Liverpool forced repatriations of Chinese seamen
Lufu Si and Emma Jones consider the post-war repatriation of a Liverpool Chinese population.
Posted on 26 August 2025
In 2021, the Guardian published a lengthy and well-researched article about the forced repatriation of Chinese workers on naval ships after the Second World War.
It described a systemic deportation of Chinese seamen who had settled in Liverpool after the conflict ended. The Home Office had deemed the workers’ continued presence in the UK undesirable for various reasons, very possibly because of union activities that led to clashes with the police and their success in obtaining equal wages to their British counterparts.
In a de-classified Home Office file, the correspondence of the Home Office is explicit in the targeting of Chinese migrants in Liverpool, including a ‘secret repatriation campaign’ that the Guardian describes as a ‘manhunt’. The phrase ‘roundup’ is reportedly used repeatedly in official correspondence.

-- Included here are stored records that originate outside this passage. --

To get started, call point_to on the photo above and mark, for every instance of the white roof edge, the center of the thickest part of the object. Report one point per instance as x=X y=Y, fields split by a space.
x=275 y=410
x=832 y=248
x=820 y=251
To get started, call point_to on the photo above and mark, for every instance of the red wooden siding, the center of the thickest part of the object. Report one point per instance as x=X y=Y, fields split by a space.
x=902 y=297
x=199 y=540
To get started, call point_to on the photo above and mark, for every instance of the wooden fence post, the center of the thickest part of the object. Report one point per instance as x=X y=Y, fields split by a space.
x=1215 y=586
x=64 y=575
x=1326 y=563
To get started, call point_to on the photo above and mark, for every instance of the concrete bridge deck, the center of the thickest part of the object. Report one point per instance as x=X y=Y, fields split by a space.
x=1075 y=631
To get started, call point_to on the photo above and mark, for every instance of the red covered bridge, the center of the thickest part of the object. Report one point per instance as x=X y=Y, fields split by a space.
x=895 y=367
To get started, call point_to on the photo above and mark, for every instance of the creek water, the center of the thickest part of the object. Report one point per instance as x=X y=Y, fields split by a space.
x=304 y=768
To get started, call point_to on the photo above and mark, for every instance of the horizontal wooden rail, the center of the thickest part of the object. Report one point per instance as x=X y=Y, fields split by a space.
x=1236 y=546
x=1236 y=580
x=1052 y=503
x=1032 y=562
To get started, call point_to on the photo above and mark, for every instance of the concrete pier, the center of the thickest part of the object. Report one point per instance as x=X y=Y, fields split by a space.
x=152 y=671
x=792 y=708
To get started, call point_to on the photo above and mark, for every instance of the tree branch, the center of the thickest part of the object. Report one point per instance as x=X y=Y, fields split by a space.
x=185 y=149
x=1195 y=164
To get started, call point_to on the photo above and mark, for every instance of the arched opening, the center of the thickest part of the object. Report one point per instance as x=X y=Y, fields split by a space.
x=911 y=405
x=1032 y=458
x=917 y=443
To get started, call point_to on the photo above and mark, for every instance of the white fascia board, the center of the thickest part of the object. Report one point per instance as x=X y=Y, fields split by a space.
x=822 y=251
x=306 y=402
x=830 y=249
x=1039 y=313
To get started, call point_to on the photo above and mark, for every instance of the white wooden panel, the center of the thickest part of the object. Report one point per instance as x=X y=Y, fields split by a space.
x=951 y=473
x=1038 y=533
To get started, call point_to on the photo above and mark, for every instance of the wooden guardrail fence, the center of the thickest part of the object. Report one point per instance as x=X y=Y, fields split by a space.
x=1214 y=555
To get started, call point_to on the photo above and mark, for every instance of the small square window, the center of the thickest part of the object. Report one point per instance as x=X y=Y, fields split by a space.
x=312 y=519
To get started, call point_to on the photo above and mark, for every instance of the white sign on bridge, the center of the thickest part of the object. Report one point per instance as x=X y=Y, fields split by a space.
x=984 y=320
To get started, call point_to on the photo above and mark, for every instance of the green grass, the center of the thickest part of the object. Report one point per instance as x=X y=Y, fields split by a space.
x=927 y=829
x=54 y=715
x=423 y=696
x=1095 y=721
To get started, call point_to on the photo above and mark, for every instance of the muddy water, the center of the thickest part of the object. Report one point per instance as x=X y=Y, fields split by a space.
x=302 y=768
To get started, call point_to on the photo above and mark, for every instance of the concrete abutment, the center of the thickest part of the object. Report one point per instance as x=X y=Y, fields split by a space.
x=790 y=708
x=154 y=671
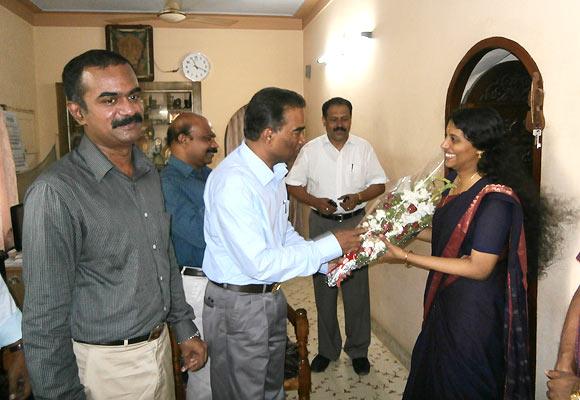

The Home Office reportedly alerted police chiefs across the country to look out for Chinese seamen. Individuals were rounded up from their communities and homes, often without notification to their British families and forcibly deported in boats. Wives and children were left destitute and without explanation. It is unclear what happened to these individuals after they were set on the shores of places such as Saigon and Singapore, and no public inquiry or apology has been provided by the UK government.
This kind of erasure of Chinese workers in British history is not new. The Chinese Labour Corps was a core part of Britain’s war effort in the First World War, with around 95,000 Chinese farm labourers leaving their homes and volunteering to work for Britain. Many thousands died on the journey to the UK, and the rest sustained horrific working conditions when they arrived, tasked with building core infrastructure. They were refused any right to settle and were painted out of history (quite literally) in favour of representing the United States in a giant canvas exhibited in Paris at the end of the war.
The dearth of records of these people who gave so much to Britain demonstrates a lack of care and respect for Chinese workers and their families. As a first-generation Chinese immigrant to the UK myself, I believe acknowledging these deportations that appear to me to have been clearly racially motivated at the end of WW2 is a key part of understanding our history as British people, and maybe another step in recognising the importance of migration in British history.
The families that fell victim to the forced deportation of Chinese migrants deserve an answer to their questions about what happened to their fathers. Communities that have been ignored for far too long deserve acknowledgement and respect. A proper investigation and apology must be forthcoming from the Home Office and policing authorities that enforced these inhumane policies.